PR https://bitbucket.org/cactuscode/cactus/pull-requests/153 corrects this.

Comments (9)

  1. Roland Haas

    The current code works for me (e.g. on the Delta Cluster at UIUC, and also on Summit). I get:

    /* Timing stuff */
    #define HAVE_TIME_GETTIMEOFDAY 1
    #define GETTIMEOFDAY_NEEDS_TIMEZONE 1
    #define HAVE_TIME_GETRUSAGE 1
    

    in cctk_Config.h for both. On my M1 based macOS testing system with Homebrew it does indeed fail:

    /* Timing stuff */
    /* #undef HAVE_TIME_GETTIMEOFDAY */
    /* #undef GETTIMEOFDAY_NEEDS_TIMEZONE */
    #define HAVE_TIME_GETRUSAGE 1
    

    So, since we have just entered code freeze for the release in May, I would not want to touch anything in configure if possible. While the change looks harmless, and indeed:

    #include <sys/time.h>
    int main(void) {
      gettimeofday(0,0);
      return 0;
    }
    

    is much nicer code (and closer to how the actual arguments to TRY_LINK are defined) than

    int main(void) {
      #include <sys/time.h>
      gettimeofday(0,0);
      return 0;
    }
    

    I would rather not risk changing anything if only macOS system are affected. Since there are no macOS production clusters, any timing obtained on them is not really useful to guide decisions for code optimization anyway I would think.

    I would be happy to include the change in master just after the release and backport if no issues are found with it after a while. Though note that also the change to PAPI that is reported in#2714 was applied to master just after the last release, always broke on Linux and was never reported. So master seems to not be used very much anymore it seems.

    Out of curiosity:

    int main(void) {
      #include <sys/time.h>
      gettimeofday(0,0);
      return 0;
    }
    

    actually forbidden? Ie does the C standard require that the includes happen at file level? There is in principle nothing wrong with declare function prototypes in local scope, and an #include is just a textual replacement, so valid inside of a function.

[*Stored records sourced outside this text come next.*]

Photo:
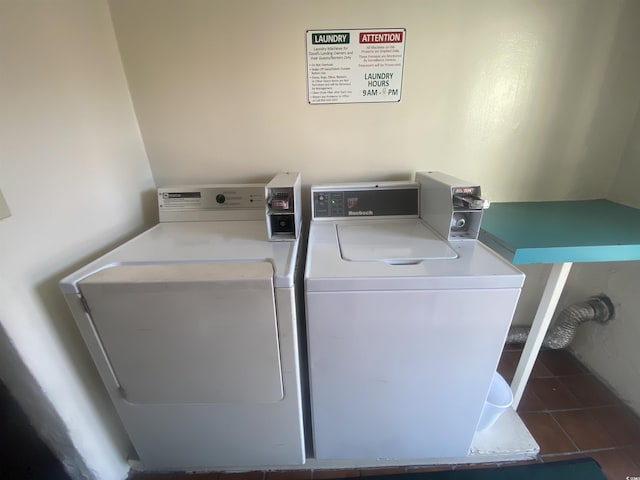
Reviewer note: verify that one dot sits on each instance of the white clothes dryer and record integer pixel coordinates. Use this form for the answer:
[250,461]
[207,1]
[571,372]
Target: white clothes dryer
[192,326]
[405,329]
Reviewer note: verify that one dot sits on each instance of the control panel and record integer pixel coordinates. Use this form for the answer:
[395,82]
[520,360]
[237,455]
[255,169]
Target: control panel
[211,202]
[360,200]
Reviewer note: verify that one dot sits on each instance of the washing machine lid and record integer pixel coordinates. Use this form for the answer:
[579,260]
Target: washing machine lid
[394,243]
[399,254]
[198,242]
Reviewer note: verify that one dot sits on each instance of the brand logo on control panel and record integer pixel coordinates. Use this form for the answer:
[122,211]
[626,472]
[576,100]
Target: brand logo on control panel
[360,213]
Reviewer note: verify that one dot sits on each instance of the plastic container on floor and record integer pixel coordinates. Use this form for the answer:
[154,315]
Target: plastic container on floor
[499,399]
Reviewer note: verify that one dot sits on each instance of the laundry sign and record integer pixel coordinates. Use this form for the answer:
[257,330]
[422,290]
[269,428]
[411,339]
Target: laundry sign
[355,66]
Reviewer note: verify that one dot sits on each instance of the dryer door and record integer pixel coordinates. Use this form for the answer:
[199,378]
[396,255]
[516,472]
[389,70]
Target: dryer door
[188,333]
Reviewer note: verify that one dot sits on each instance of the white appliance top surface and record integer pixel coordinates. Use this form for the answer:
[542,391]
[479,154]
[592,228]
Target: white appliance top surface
[198,242]
[399,254]
[391,242]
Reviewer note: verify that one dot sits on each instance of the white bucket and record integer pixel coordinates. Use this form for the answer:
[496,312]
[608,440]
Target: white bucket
[499,399]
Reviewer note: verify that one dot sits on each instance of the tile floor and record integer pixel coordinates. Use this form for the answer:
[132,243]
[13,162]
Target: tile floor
[569,412]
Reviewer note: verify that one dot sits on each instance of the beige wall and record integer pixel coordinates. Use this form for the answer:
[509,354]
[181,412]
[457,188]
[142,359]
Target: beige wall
[76,179]
[612,350]
[507,93]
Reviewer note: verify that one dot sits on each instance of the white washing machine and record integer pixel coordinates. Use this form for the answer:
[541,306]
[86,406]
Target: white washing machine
[405,328]
[192,326]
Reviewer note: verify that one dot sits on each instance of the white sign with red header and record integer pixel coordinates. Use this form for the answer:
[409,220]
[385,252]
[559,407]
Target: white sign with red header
[355,66]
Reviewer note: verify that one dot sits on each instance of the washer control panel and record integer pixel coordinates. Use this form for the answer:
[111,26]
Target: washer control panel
[385,199]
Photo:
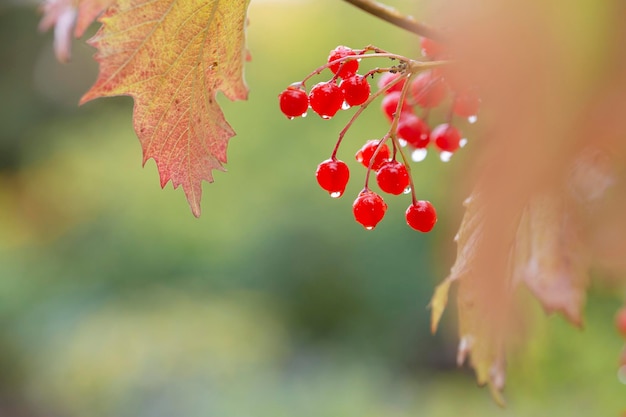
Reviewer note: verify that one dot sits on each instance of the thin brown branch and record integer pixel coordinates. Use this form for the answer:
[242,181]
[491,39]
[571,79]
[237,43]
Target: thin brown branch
[393,16]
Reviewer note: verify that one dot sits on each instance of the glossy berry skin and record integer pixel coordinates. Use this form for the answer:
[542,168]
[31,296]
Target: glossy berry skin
[389,105]
[332,176]
[326,99]
[387,78]
[392,177]
[421,216]
[431,48]
[446,137]
[364,155]
[413,130]
[293,102]
[345,68]
[356,90]
[428,89]
[466,104]
[620,321]
[369,209]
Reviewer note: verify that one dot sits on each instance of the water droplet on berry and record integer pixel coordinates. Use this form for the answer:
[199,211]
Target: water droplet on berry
[445,156]
[419,154]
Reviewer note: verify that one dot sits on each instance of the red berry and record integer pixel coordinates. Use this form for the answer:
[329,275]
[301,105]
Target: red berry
[466,104]
[326,99]
[620,321]
[446,137]
[356,90]
[421,216]
[428,89]
[389,105]
[392,177]
[431,48]
[364,155]
[369,209]
[346,68]
[293,101]
[387,78]
[332,175]
[413,130]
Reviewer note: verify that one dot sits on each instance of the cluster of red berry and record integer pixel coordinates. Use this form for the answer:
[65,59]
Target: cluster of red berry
[406,86]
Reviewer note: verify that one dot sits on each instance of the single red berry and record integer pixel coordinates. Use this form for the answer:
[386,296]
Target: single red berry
[356,90]
[326,99]
[620,321]
[389,105]
[387,78]
[421,216]
[466,104]
[392,177]
[365,154]
[346,68]
[293,101]
[446,137]
[431,48]
[332,175]
[428,89]
[369,209]
[413,130]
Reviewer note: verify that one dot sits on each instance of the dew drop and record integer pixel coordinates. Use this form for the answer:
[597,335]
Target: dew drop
[419,154]
[445,156]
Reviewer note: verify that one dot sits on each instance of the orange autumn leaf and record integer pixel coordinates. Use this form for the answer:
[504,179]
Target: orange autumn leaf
[172,57]
[548,198]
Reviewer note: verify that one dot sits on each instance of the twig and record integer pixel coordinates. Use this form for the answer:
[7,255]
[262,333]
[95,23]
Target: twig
[391,15]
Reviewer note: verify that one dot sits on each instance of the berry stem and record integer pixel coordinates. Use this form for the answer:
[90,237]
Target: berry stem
[393,130]
[360,110]
[412,65]
[391,15]
[381,143]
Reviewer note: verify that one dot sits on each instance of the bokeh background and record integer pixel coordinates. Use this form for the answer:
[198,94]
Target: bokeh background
[115,301]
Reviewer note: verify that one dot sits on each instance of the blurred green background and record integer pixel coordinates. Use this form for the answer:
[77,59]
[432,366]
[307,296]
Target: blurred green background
[116,301]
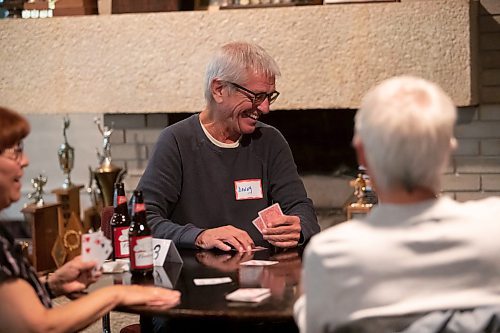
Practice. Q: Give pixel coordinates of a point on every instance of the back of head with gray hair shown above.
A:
(406, 127)
(234, 60)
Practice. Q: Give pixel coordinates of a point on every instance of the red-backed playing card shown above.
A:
(259, 224)
(270, 213)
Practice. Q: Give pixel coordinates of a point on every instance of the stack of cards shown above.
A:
(96, 247)
(212, 281)
(266, 215)
(251, 295)
(258, 263)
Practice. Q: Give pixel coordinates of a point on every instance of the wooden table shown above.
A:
(205, 307)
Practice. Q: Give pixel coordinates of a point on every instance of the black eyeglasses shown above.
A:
(257, 98)
(14, 153)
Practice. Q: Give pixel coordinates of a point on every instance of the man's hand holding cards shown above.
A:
(95, 247)
(277, 228)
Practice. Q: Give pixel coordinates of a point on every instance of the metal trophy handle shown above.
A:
(66, 155)
(107, 174)
(37, 194)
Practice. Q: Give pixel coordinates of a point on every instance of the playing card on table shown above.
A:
(249, 295)
(211, 281)
(270, 213)
(258, 263)
(96, 247)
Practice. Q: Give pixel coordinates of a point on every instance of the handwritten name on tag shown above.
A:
(248, 189)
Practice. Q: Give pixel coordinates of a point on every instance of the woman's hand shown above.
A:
(74, 276)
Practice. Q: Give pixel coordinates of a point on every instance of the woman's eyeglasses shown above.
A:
(14, 153)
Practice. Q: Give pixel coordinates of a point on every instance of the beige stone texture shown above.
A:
(329, 55)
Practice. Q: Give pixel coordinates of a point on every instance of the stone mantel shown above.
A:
(329, 55)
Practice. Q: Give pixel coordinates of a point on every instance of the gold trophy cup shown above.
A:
(107, 174)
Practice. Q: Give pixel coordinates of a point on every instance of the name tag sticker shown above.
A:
(248, 189)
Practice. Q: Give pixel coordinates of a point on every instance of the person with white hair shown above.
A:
(416, 251)
(210, 174)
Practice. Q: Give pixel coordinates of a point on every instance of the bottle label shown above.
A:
(139, 207)
(121, 199)
(141, 252)
(120, 237)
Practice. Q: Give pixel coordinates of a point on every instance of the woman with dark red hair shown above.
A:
(26, 298)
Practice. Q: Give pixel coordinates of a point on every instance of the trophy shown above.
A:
(66, 155)
(37, 195)
(107, 174)
(364, 196)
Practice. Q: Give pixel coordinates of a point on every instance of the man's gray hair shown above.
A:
(234, 60)
(406, 127)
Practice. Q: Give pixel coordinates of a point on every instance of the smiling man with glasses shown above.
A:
(212, 173)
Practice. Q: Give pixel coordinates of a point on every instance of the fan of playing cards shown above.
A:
(266, 215)
(96, 247)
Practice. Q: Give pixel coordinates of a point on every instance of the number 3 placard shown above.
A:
(165, 251)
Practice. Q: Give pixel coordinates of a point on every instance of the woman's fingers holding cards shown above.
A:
(285, 232)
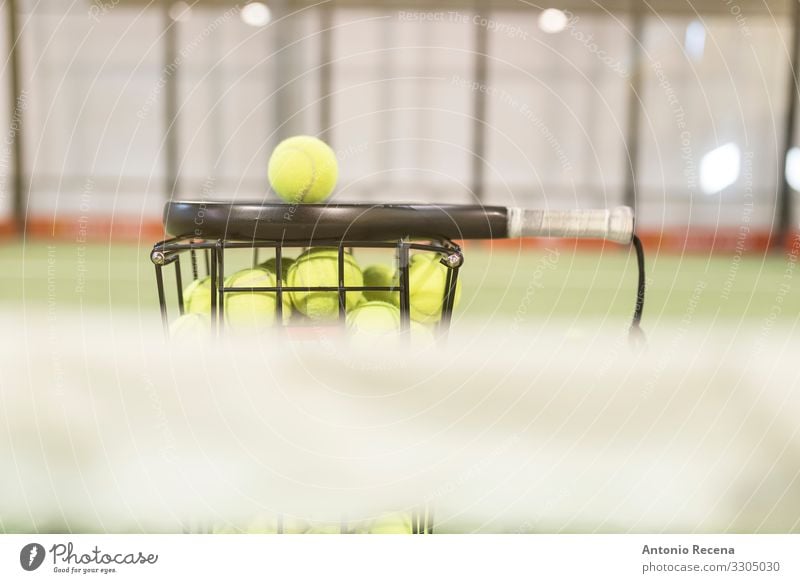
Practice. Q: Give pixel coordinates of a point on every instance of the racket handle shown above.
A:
(610, 224)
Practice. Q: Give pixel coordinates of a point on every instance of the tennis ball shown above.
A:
(197, 297)
(320, 267)
(427, 278)
(381, 276)
(394, 523)
(271, 264)
(374, 324)
(374, 318)
(286, 263)
(303, 169)
(246, 310)
(190, 327)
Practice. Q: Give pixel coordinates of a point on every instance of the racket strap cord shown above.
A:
(636, 330)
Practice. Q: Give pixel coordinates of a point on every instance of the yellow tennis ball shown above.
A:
(381, 276)
(247, 310)
(374, 318)
(303, 169)
(197, 297)
(320, 268)
(427, 278)
(374, 324)
(286, 263)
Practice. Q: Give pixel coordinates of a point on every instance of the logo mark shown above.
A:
(31, 556)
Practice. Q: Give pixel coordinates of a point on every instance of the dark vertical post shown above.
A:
(170, 72)
(634, 108)
(481, 76)
(16, 104)
(785, 208)
(325, 70)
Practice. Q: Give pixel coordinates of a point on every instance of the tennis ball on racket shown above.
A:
(395, 523)
(303, 169)
(427, 278)
(381, 276)
(320, 268)
(247, 310)
(197, 296)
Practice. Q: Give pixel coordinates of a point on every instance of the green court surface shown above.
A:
(525, 284)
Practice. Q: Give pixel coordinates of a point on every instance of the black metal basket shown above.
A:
(211, 229)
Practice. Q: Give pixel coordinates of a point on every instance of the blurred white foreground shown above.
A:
(105, 428)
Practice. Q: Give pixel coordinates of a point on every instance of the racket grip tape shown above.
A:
(614, 224)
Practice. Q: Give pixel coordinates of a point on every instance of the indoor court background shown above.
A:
(684, 110)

  2. Erik Schnetter reporter

    Yes, this is forbidden. Consider e.g. a global variable declaration, or the definition of an inline function. These have very different meaning when inside a function, or are not allowed.

  3. Roland Haas

    The global variable declaration I don’t buy. Since those look like:

    extern int errno
    

    whether they are in the function or not does not matter (and the extern is required for the declaration otherwise it would be a repeated definition each time the header file is included). Same with function prototypes:

    int printf(fmt, ...);
    

    is valid inside of main. Inline function definitions being forbidden seems correct, yes, those cannot be nested in main.

    It is, in any case, bad practise to have the header includes in main, even if it may have been allowable at one point in C’s history.

    Would it be ok to apply this after the release unless there is urgent need to have this fixed right now?

  4. Roland Haas

    There is one other “odd' uses of AC_TRY_XXX in Cactus (not failures like this one thoug in CCTK_CHECK_C_INLINE we have

     AC_TRY_COMPILE(, [} $ac_kw int foo() {], [cctk_cv_c_inline=$ac_kw; break])
    

    which probably would be nicer if it did:

    AC_TRY_COMPILE($ac_kw int foo(){return 0;}], [], [cctk_cv_c_inline=$ac_kw; break])
    

    since it does not “trick” autoconf by closing the autoconf created main function with the leading }.